The San Diego Zoo and the Georgia Aquarium in Atlanta are also offering live cams and live streams to take a look at the animals and sea life housed in these spaces. While school remains closed, these webcams are an easy way to engage children in productive activity.


One of the most fruitful methods for students to cope with social distancing is to keep up with coursework. In keeping with this idea, Adobe has announced that users will have greater access to Adobe Creative Cloud desktops to facilitate distance learning. As well, higher education and K-12 institutional customers (in universities affected by COVID-19) can put in a request for a temporary 'at-home' access to students and educators to continue learning using the Creative Cloud apps. This feature will be accessible till 31 May 2020.

Skillshare, which offers classes and workshops, along with its free trial sessions has also announced an initiative that gives a free two-month access for those with .edu and .k12 email addresses in the wake of the coronavirus pandemic. Up for grabs is also a limited two-month free membership based on need. So also, the British Library, even as it closes its public-facing services will provide its consumers a full range of digital content including its collections, learning resources and remote access research services.

Furthermore, the online academic resource space JSTOR is currently in the works to expand the amount of free content already available on the site for students accessing the database through subscribed universities. It is also working on making accessible as many as 20,000 books to academic institutions and secondary schools that do not participate in JSTOR's books program.

For university students and researchers operating from home, Cambridge and Oxford have enabled public access to the archives of their respective university presses which will in effect help students read more than 700 textbooks online for free until the end of May. University of Michigan has also made its content 'free-to-read' for the remainder of its term.

Other institutes to have made all their books and journals available for free online on MUSE include: John Hopkins University Press, Ohio State University Press (till 30 June, 2020), University of North Carolina Press (only books, till 31 May, 2020) among others. For a full list of free academic resources available on Project MUSE, click here.
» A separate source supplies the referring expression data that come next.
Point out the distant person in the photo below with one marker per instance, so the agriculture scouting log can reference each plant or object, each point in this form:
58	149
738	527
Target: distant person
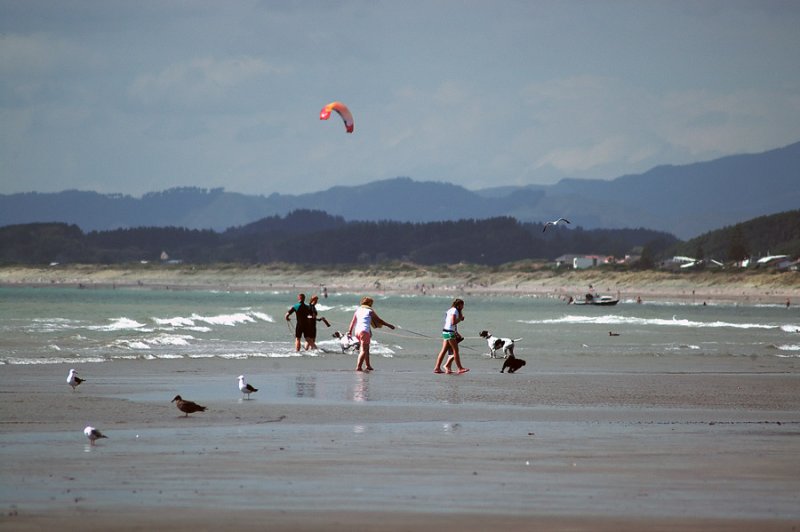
314	317
311	329
364	318
451	339
303	313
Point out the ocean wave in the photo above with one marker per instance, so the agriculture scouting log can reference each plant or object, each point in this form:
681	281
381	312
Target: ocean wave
50	360
160	340
787	347
119	324
629	320
228	320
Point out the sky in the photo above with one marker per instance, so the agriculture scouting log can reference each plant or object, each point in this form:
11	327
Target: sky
130	97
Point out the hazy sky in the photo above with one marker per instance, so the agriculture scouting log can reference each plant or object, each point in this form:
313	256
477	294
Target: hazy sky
139	96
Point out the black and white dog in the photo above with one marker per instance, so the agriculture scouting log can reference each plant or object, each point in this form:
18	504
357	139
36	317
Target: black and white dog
512	363
347	342
496	344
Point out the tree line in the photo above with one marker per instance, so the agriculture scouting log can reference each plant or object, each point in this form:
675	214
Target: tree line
314	237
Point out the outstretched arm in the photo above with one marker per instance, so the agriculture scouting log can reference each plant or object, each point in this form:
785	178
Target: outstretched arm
381	321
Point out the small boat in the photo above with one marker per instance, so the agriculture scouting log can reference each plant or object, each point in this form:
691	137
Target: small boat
594	299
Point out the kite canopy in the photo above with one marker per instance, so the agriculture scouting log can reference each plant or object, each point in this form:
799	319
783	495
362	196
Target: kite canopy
343	111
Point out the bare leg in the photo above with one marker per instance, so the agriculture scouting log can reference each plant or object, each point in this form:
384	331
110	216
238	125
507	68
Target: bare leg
367	364
452	346
440	356
363	356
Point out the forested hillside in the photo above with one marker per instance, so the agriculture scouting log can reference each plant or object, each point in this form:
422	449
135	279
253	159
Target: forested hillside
314	237
777	234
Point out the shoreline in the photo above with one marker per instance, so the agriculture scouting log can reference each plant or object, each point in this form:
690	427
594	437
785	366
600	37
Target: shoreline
740	287
403	449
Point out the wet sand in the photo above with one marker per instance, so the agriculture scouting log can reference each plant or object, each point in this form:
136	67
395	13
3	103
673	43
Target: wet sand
321	447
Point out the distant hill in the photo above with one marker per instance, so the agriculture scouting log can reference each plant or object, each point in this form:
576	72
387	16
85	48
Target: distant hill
685	200
777	234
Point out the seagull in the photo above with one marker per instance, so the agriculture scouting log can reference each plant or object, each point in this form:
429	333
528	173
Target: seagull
93	434
555	222
245	388
187	407
73	379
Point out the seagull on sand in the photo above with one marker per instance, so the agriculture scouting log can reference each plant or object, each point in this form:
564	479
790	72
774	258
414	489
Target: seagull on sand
187	407
245	388
73	379
93	434
554	222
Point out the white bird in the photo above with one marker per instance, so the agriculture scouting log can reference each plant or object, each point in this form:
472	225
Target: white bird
93	434
73	379
245	388
555	222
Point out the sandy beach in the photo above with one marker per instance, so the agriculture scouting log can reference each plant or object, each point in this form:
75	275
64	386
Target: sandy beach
581	445
326	448
749	286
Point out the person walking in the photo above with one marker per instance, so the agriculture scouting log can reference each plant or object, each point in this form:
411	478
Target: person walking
301	328
364	319
451	339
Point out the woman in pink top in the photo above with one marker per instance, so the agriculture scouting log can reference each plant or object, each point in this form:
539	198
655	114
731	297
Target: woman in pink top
361	325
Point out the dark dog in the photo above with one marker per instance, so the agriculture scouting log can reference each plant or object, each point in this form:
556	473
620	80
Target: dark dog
496	344
512	363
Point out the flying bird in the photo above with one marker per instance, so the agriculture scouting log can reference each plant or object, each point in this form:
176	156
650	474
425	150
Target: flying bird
555	222
93	434
187	407
73	379
245	388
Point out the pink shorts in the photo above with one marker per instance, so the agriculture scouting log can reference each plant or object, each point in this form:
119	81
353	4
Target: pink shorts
364	337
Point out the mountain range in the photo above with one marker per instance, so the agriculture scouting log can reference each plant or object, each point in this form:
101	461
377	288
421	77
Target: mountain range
685	200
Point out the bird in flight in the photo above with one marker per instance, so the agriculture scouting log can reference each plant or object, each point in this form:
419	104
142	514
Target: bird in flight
555	222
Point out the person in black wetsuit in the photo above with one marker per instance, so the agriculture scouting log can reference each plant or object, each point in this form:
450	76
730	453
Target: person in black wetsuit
304	319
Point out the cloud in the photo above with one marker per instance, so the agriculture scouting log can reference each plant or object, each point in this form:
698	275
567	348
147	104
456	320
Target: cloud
198	81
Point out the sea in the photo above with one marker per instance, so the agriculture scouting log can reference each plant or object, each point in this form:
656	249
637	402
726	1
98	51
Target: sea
72	325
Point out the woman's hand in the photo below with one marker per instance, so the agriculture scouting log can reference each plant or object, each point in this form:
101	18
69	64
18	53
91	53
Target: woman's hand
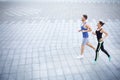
93	33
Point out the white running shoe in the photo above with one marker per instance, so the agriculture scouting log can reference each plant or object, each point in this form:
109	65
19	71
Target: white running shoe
80	57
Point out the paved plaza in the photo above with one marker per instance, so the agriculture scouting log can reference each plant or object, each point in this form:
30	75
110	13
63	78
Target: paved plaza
39	41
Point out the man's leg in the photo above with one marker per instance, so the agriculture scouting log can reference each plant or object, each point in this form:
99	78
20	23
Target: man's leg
90	45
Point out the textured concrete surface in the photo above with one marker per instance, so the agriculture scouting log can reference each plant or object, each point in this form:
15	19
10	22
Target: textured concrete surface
40	41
Internet Archive has also set up since 24 March, the National Emergency Library to provide displaced students access to assigned readings and library materials as well as to help those in quarantine or under lockdown engage themselves in reading during this turbulent time. The library has books collected from Philips Academy Andover, Marygrove College and houses a bulk of Trent University's collections, supplemented by books donated from several other libraries for readers from across the globe.